Although subarachnoid hemorrhage accounts for only a small percentage of strokes, its impact can be catastrophic, thanks to a “predilection for a relatively young population and the poor outcomes in these patients,” Starke pointed out. Almost 25% of potential life-years lost because of stroke are the result of subarachnoid hemorrhage, he noted.
Patients with aneurysms should undergo expert evaluation that includes a review of associated risk factors to “determine both the optimal follow-up plan (if any) and the need for treatment,” said Starke, noting that the mortality rate in patients with a ruptured aneurysm is about 50%.
This review “should prompt better prospective observational studies,” he stated.
Robert D. Brown Jr., MD, MPH, of the Mayo Clinic in Rochester, Minn., agreed. The risk of growth and/or rupture for smaller aneurysms may be low but it isn’t zero. Rupture risk prediction, and treatment recommendations should be individualized,” he said.

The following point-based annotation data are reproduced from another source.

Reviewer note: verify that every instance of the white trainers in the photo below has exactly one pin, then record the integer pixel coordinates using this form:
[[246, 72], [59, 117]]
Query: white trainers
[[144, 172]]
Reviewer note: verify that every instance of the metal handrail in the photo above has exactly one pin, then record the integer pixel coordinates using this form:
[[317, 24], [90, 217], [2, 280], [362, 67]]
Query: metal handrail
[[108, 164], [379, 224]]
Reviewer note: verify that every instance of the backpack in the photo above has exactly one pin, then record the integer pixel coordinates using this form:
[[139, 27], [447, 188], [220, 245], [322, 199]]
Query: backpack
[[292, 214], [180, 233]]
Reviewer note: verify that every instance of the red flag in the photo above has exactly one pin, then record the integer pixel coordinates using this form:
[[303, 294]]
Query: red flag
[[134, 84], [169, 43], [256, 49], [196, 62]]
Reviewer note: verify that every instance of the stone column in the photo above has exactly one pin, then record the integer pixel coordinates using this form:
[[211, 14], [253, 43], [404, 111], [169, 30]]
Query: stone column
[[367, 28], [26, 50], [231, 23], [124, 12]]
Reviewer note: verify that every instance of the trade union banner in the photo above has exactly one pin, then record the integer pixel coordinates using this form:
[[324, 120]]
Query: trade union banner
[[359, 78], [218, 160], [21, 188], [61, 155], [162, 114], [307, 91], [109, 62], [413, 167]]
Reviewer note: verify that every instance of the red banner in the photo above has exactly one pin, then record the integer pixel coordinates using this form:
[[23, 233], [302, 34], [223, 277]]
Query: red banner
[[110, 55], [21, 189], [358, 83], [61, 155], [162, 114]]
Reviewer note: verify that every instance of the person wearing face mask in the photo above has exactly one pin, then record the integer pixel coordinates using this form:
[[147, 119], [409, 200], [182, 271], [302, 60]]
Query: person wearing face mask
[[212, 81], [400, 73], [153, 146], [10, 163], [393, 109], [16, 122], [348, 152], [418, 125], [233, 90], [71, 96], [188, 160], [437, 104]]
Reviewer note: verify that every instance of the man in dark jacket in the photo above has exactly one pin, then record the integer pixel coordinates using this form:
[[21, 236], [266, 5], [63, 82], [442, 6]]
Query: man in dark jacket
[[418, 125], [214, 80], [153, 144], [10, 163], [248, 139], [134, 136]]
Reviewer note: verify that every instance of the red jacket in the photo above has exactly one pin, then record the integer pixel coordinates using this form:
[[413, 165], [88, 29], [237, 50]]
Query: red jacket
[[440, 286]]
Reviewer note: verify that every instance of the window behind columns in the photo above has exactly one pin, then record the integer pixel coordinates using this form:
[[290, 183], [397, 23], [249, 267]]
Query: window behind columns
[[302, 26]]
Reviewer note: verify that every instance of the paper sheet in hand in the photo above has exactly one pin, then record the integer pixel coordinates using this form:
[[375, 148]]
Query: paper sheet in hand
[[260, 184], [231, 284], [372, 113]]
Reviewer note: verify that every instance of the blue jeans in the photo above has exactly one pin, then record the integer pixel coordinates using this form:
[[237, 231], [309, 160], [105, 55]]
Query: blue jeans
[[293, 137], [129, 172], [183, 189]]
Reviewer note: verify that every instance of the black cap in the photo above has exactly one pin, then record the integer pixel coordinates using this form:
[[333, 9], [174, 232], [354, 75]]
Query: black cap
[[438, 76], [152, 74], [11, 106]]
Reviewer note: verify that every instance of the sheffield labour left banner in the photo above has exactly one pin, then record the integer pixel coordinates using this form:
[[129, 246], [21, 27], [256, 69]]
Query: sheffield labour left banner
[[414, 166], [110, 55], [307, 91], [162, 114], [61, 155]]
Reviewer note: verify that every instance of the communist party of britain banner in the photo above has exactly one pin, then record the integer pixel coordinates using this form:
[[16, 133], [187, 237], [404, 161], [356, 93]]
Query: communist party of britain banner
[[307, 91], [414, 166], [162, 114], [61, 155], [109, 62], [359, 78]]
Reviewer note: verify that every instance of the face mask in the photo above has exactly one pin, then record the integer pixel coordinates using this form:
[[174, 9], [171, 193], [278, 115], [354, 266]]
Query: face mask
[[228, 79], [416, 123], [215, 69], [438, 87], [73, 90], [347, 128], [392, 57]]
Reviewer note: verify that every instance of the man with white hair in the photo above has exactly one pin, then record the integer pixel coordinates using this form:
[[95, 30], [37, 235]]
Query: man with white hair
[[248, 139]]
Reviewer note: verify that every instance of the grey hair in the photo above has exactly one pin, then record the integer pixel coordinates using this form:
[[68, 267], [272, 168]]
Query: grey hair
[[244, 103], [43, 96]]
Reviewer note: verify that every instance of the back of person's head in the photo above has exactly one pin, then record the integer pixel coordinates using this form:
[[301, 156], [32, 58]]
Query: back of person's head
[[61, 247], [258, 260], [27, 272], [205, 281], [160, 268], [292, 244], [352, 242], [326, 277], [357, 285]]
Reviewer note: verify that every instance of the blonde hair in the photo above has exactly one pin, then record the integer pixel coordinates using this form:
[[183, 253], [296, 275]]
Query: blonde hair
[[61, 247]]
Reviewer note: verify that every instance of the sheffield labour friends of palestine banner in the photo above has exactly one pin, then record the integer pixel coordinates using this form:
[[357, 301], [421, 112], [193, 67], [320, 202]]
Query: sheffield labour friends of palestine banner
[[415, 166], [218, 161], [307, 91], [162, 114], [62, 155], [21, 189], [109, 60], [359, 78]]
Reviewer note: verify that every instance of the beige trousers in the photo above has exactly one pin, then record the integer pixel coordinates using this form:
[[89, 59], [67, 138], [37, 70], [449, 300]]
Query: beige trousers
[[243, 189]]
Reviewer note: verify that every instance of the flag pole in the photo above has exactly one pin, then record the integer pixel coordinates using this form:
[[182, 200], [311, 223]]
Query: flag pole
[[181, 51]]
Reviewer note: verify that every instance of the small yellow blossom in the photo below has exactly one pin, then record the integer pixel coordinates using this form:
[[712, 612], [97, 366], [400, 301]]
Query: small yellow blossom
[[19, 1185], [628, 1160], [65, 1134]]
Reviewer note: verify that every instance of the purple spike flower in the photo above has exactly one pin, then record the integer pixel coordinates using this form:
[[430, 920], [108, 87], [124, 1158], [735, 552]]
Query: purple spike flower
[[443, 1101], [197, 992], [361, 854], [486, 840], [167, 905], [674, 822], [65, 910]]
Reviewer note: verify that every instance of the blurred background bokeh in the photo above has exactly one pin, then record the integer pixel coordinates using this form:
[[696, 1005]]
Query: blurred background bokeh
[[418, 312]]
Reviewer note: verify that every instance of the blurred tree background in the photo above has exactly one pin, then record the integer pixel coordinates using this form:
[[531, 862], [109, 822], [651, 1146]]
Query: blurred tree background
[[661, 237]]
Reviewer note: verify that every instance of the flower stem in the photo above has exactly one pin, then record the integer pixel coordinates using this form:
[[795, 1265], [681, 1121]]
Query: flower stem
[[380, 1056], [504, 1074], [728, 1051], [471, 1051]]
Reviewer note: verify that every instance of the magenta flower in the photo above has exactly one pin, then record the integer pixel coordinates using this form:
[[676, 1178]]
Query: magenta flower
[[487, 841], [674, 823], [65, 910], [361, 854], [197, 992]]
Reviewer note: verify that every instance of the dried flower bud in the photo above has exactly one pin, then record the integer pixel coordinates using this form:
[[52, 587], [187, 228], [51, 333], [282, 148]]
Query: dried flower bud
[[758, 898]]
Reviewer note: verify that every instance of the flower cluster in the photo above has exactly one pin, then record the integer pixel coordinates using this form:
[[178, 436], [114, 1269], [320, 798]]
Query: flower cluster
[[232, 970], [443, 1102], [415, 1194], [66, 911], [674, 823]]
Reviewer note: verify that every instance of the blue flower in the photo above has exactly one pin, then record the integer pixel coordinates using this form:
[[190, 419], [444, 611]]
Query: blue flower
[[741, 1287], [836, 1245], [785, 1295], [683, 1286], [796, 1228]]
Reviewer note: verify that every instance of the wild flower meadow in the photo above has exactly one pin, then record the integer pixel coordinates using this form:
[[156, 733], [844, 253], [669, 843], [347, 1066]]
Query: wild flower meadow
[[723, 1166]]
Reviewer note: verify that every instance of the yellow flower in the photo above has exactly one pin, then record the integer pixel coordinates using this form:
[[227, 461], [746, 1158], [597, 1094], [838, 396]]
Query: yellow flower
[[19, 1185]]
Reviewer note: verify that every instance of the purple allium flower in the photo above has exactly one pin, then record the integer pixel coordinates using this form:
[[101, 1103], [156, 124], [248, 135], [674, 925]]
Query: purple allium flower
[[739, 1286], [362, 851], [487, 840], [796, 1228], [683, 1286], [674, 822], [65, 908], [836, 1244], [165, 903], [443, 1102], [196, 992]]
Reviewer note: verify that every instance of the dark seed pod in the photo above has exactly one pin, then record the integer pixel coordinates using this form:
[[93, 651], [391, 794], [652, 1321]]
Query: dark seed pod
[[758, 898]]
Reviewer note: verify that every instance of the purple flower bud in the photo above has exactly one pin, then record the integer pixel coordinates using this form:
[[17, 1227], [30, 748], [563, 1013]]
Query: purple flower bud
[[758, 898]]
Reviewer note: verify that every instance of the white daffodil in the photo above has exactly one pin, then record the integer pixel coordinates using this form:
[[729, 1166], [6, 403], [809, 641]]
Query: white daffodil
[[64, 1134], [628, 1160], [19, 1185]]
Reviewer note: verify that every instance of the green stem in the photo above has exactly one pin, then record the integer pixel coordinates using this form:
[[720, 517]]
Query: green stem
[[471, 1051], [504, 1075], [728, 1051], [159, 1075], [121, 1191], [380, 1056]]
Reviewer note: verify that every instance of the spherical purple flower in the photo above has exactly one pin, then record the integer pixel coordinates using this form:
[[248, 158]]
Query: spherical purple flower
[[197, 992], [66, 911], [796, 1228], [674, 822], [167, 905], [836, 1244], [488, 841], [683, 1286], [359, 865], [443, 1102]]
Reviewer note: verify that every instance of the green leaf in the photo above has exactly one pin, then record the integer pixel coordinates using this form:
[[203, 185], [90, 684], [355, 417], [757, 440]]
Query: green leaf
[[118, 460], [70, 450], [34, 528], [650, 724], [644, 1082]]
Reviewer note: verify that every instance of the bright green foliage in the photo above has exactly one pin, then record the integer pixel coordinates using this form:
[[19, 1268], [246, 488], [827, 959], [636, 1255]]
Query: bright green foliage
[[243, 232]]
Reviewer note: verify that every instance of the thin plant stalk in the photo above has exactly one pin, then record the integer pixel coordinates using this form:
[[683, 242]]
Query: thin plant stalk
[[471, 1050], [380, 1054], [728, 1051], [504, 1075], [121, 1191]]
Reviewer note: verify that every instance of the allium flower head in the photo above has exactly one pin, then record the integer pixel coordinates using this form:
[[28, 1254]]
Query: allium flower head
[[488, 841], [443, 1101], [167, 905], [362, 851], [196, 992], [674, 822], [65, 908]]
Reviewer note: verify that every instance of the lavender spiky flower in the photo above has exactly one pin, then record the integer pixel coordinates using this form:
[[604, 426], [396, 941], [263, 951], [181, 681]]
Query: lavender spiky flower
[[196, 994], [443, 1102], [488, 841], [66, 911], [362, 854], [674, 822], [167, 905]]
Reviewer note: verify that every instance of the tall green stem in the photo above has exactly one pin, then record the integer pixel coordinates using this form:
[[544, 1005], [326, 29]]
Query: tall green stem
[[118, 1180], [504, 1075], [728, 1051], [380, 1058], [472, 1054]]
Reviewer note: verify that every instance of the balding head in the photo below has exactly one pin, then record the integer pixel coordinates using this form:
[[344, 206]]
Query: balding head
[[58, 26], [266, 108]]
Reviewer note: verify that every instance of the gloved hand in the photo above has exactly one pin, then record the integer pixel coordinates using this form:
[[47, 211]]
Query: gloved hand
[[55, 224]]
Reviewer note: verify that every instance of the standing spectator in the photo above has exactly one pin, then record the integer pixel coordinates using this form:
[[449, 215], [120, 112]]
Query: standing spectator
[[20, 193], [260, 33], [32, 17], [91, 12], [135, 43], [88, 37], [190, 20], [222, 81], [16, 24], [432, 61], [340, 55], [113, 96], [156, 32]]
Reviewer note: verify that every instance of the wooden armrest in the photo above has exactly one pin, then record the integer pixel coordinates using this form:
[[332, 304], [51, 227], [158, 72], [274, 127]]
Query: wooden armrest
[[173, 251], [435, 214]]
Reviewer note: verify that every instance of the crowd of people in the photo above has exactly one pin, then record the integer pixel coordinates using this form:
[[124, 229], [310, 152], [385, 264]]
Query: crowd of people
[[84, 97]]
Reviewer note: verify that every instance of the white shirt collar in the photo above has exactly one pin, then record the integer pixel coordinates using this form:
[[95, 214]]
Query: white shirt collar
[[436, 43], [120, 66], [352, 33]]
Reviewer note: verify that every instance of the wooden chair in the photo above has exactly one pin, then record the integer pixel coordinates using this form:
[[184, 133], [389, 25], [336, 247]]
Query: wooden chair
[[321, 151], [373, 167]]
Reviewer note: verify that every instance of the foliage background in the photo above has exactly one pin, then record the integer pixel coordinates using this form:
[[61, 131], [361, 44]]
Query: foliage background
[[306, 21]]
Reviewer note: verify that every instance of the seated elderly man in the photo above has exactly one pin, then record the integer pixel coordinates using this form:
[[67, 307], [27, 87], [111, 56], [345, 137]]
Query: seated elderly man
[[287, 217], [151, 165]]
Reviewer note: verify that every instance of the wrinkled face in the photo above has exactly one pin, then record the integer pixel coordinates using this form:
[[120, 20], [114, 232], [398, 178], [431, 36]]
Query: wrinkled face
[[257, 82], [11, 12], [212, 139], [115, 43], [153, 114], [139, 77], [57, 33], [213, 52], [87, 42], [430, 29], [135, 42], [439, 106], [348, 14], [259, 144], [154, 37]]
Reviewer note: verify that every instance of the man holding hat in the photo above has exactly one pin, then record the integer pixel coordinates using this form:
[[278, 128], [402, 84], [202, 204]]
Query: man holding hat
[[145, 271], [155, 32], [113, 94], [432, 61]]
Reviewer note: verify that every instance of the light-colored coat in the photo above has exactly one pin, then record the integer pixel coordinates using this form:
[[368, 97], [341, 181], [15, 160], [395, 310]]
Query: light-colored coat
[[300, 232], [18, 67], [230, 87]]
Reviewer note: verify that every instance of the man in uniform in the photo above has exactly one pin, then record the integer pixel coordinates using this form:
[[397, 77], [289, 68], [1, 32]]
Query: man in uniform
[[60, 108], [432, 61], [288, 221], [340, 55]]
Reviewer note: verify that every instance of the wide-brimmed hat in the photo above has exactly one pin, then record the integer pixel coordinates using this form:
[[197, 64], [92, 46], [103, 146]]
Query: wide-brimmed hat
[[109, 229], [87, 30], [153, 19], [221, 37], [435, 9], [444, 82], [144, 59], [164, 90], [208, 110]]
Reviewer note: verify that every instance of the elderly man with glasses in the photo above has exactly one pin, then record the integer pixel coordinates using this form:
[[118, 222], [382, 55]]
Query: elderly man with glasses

Brown, who was not involved in the study, noted that study provides a good summary of available data. He pointed out that aneurysm location and morphology are also important predictors of growth and rupture. Family history and selected risk factors such as smoking or hypertension may also be important predictors of aneurysm growth.
“These aneurysms are relatively commonly seen in clinical practice, often detected on brain imaging performed for other, unrelated reasons. The key question after the aneurysm is detected is whether the aneurysm requires interventional treatment, and if not, how should it best be followed,” he said.
Since it can be difficult to determine the stability of small aneurysms, follow-up with CT angiography and MR angiography “should be considered for unruptured aneurysms that are treated conservatively,” Brown said.
The issue of potential utility of medical management “is an important one,” he added, “given that there are some data to suggest that aspirin may be effective in lowering the risk of rupture. Management of high blood pressure and assistance with smoking cessation may be important too.”